The CGN Lexicon

  1 March 2004 
   
  Richard Piepenbrock 
  Mila Groot 
  Raffaela Vlot 
  Maarten Jansonius 

General information

The CGN Lexicon, as it is available in Version 1.0 of the Spoken Dutch Corpus, comprises almost all types (unique word forms) that occur in the corpus. The lexicon only includes words that occur in the corpus and excludes those types for which extensive lexical information is irrelevant. The latter applies to non-words, incomplete words, foreign words, punctuation marks, and inaudible or incomprehensible words.

This lexicon only comprises continuous word forms; multi-word expressions that include blanks can be found in a separate multi-word lexicon. The file name of the multi-word lexicon is cgnmlex.txt. In this (single word) lexicon, all parts of the multi-word expressions have been included as separate entries.
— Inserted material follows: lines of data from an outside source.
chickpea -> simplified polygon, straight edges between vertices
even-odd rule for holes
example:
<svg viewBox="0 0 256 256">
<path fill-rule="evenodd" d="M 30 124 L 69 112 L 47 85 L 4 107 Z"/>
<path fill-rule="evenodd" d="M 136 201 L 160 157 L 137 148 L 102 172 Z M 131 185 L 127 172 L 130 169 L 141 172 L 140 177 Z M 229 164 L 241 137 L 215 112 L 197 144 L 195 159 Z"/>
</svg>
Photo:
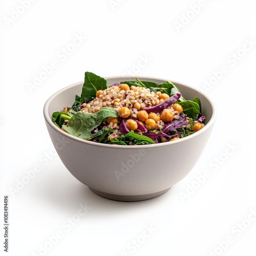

The CGN Lexicon comprises 14 columns, the first 4 of which (Id-Nummer Woordvorm, Orthografie Woordvorm, Woordsoort en Lemma) always contain information. In the column Gebruik only codes for regional and stylistic variants can be found, and in the columns Syntax, Uitspraak (4 subcolumns), Morfologie and Definitie codes occur that originate from (one of) the source lexicons (CELEX (Centrum voor Lexicale Informatie) 1 and RBN (Referentiebestand Nederlands)) 2, or that have been generated on the basis of the pronunciations in CELEX and FONILEX (Fonetisch Lexicon Vlaams) 3.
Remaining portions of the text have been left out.